Kene ısırmasıyla karşılaşan vatandaşların yapması gerekenlerle ilgili olarak ise Doç. Dr. Polat, şöyle devam etti:
“Vatandaşlarda kene varsa, en yakın sağlık ocağına gidip onu çıkarttırmalı. Kenesini atmamalı, getirdiklerinde biz onun tipine bakarız çünkü o bizi ilgilendiriyor. Ona göre biz hastayı yönlendiriyoruz. Şunu yapıyorlar, sağlık kuruluşunda keneyi çıkarıp çöpe atıyorlar. Sonra o bölgede enfeksiyon başlangıcı olduğunda, kenenin türünü bilmediğimiz için, ne olacağını kestirmek zor. Ama kenenin türüne bakınca, hangi enfeksiyonu bulaştıracağını biliyoruz. Her kene her hastalığına vektörlük yapmıyor. Bize gelen hastalarda biz şunu görüyoruz. Genellikle kene, ayaktan giriyor, tırmanıyor ya dizin arka tarafında ya da apış arasında oluyor. Araziye çıkarken çoraplarını pantolonlarının üzerine koyarlarsa bu bir yöntem. İlaç sıkmanın bir fonksiyonu yok. Ancak güçlü bir zehir sıkacaksın, o da doğru bir şey değil. Bir de kene kahverengidir, beyaz çorap giyinirseniz, rahatlıkla fark edebilirsiniz. Pikniklerden sonra da kendinizi kontrol etmeniz önemli. Bu sene popülasyon daha fazla olacak. Çünkü insanlar doğaya zarar veremediler. Geçmiş yıllara göre kenelerin artacağını söyleyebilirim."

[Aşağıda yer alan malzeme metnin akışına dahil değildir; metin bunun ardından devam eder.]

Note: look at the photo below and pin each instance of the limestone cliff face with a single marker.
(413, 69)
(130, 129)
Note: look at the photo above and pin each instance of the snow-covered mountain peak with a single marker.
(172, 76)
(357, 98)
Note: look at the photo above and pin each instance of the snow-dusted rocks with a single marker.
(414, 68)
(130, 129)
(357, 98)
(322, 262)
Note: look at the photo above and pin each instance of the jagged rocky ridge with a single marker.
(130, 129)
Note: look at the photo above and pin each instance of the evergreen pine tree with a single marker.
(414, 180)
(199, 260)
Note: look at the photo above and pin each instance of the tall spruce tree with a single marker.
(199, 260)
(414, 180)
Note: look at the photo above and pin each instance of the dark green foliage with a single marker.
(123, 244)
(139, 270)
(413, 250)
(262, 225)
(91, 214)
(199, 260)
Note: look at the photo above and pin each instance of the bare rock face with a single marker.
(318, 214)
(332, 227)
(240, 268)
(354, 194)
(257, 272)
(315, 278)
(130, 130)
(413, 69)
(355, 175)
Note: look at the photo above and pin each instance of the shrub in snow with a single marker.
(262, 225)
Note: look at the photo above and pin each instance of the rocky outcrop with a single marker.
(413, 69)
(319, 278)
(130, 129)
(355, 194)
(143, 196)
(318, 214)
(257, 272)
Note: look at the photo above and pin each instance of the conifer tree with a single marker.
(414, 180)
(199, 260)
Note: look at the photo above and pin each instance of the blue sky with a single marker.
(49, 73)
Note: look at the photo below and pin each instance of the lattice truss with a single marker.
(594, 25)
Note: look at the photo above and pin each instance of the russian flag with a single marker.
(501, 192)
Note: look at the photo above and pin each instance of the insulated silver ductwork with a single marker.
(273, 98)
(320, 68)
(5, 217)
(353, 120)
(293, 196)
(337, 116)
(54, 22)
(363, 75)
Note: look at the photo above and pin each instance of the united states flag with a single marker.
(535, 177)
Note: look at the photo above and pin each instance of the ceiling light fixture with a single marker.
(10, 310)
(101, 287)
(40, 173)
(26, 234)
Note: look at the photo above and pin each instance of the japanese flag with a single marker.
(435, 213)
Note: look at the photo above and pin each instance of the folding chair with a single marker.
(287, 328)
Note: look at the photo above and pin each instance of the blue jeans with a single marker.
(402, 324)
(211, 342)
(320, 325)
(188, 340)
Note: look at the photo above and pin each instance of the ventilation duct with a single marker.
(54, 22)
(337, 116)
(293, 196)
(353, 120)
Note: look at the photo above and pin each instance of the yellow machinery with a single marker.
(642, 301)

“KORONADAN KORKUYORDUK, BİR DE KENE ÇIKTI"
Aydos Ormanı’nda piknik yapan Bahar Yıldırım, “Koronadan korkuyorduk, bir de kene çıktı şimdi. Nasıl olacak bilmiyoruz. Çok sıkıldık evde aylardır, uzun zaman sonra ilk kez çıktık ama bir yandan da kene korkusu sardı. Hiçbir önlem almadık, sadece yere oturmamaya çalışıyoruz" dedi.
“UMARIM BAŞIMIZA GELMEZ"
Ormana gelen bir diğer vatandaş Filiz Yılmaz ise, “Pantolonumuzun paçasını kapatsak da yürüyüp yukarı da çıkabilir. Yetkililer ne derse biz onu uygulamaya çalışıyoruz ama korkuyoruz, çekiniyoruz. 3 ayın üzerine ilk kez dışarı çıktık. Umarım başımıza böyle bir şey gelmez, bir de onla uğraşmak zorunda kalmayız" diye konuştu.